February 2005 Tabby’s Gold Award project was a seminar for middle-school-age girls
called Striving for Success. It
was a panel
discussion for middle school girls on how to excel in school, sports and life
with a panel of successful high school seniors and college students. The girls loved it, and their leaders wanted
it to happen every year. Well,
maybe! Our winter camping trip was to
Timber Ridge first time since we were Brownies, but luckily many of us have
staffed Junior and Brownie weekends because our fearless advisors got lost
getting to the (heated!) Troop House. Our cuisine again was part of our Creative
Cooking IPP, and under the expert guidance of our own Pennsylvania Dutchwoman
Mrs. Unger, we made corn pie, potato leek soup, chicken pot pie, apple
dumplings, and doughnuts. We had
to hike a lot after eating all that!
March 2005 Cookie Booths again! Oh, how we love them, but we got all our cookies sold. We welcomed Laura as a new member. Maria and her Dad worked the warehouse as our
troop reps, and Mr. Webster helped pick up cookies. Mrs. Webster says she really misses Katie but
it helps to spend time with us! Naturally we invited her to our service project for our Creative
Cooking IPP, which was a tea honoring our Moms on the Girl Scout Birthday,
March 12, the fourteenth celebrated by our troop.
April 2005 We worked on plans for the Bridging Ceremony, which
is larger this year with nine troops instead of five. Our Gold Awardees were honored at the Council
Ceremony downtown, and we found out that Tabby, Liz, Rossie, and Evie were four
of the eight Gold Award girls from the DeKalb-Clayton-Newton-Rockdale
Cluster. We are so cool!
May 2005 Diana, Brittany, Maria, Laura, Karen, and Callie joined Mrs. Gargiullo in helping a young Junior Troop go on their first camping trip. All of a sudden the end of the year is here. We kept our record of holding the Three Leaves Bridging Ceremony in 45 minutes flat and partied hearty at the luau. Our five seniors bridged to Adult Girl Scouts. Liz, Rossie, and Evie were pinned with their Gold Award pins. Tabby had to miss because she went and won the National Science Fair and had to be at the International Science Fair in Phoenix. Darn! The next weekend was graduation.
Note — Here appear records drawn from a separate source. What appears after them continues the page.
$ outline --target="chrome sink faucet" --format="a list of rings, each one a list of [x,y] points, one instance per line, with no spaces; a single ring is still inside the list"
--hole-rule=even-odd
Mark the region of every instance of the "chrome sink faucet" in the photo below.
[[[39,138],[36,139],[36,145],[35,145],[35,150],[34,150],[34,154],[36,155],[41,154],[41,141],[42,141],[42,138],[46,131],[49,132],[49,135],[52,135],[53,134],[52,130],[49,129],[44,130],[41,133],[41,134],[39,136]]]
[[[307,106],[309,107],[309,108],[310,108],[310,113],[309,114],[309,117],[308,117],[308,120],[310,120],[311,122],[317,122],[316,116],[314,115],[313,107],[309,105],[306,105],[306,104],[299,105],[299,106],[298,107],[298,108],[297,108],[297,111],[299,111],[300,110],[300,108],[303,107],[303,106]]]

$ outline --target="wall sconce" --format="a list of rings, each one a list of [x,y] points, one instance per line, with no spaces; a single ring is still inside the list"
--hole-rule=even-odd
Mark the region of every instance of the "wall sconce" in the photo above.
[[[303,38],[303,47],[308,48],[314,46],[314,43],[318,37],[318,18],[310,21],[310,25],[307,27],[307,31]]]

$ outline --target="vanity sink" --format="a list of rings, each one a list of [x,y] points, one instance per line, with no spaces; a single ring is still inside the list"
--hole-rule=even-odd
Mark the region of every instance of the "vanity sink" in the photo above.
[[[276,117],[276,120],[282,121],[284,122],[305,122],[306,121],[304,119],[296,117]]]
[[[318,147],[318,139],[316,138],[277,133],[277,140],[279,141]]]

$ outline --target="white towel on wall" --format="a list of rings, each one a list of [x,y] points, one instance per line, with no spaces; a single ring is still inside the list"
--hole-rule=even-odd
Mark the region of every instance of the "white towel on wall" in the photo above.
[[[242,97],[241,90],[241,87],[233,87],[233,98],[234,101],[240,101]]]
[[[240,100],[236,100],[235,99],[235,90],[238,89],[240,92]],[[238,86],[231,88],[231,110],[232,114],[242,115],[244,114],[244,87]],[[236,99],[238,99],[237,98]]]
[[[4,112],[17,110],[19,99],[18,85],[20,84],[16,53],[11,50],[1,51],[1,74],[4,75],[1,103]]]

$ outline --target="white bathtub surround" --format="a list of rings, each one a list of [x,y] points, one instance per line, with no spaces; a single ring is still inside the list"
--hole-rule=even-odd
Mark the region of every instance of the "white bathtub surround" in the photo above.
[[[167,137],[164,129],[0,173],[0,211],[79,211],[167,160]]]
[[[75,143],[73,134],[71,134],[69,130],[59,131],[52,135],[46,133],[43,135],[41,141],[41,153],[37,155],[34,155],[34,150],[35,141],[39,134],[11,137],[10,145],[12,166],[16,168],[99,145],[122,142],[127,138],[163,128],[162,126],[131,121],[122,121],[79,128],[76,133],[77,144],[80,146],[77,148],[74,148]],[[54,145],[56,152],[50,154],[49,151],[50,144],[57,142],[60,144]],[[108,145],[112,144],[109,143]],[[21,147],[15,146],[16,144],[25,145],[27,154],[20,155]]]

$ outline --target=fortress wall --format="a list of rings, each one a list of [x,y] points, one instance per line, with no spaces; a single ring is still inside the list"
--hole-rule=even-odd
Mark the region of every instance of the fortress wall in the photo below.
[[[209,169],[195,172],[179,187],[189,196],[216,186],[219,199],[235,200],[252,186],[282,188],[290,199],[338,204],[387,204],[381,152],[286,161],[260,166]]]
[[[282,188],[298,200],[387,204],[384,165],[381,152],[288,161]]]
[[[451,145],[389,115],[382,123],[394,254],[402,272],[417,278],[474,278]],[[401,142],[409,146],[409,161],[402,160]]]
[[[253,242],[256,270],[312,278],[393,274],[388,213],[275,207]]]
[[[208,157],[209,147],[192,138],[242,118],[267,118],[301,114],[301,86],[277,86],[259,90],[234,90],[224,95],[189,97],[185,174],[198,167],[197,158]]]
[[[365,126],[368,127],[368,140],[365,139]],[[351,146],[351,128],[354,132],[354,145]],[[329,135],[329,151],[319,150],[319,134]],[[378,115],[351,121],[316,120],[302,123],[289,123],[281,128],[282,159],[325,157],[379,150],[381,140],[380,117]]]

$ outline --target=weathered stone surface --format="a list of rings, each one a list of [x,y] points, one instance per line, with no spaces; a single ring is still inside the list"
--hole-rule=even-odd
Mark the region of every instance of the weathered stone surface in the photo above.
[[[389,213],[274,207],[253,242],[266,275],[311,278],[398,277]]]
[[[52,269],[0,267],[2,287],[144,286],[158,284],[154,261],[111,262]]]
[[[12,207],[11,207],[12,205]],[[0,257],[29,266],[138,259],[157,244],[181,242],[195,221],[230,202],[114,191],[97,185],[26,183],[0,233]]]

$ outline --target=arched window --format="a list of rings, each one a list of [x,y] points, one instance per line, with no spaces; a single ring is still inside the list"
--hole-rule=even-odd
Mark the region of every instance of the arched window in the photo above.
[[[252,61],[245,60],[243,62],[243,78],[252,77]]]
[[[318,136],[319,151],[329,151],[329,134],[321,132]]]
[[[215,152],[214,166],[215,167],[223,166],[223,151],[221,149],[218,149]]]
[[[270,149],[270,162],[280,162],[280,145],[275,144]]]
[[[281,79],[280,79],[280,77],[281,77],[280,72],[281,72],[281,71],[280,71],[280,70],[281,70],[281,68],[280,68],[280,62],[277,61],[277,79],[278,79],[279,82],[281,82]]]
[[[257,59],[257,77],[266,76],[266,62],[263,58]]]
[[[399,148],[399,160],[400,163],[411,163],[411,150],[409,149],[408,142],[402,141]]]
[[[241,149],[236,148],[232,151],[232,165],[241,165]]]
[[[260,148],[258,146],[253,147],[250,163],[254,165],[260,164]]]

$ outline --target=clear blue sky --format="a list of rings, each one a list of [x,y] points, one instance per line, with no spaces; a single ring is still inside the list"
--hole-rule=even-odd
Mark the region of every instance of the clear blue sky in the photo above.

Liz is going to Furman in SC; Tabby is headed for Columbia in NYC; Diana is going to the opposite coast to Stanford, Stephanie plans on either SCAD or the Atlanta College of Art, and Rossie will carry on family tradition at UGA. We manage one last trip to the Birthplace in Savannah where we had a wonderful couple of days staying on the beach at Tybee Island & having fun at the Birthplace with an interest session on Victorian fashions, Court of Awards in the garden and a fancy dinner inside the Birthplace at night.
I will do my best to be honest and fair, friendly and helpful, considerate and caring, courageous and strong, and responsible for what I say and do, and to respect myself and others, respect authority, use resources wisely, make the world a better place, and be a sister to every Girl Scout.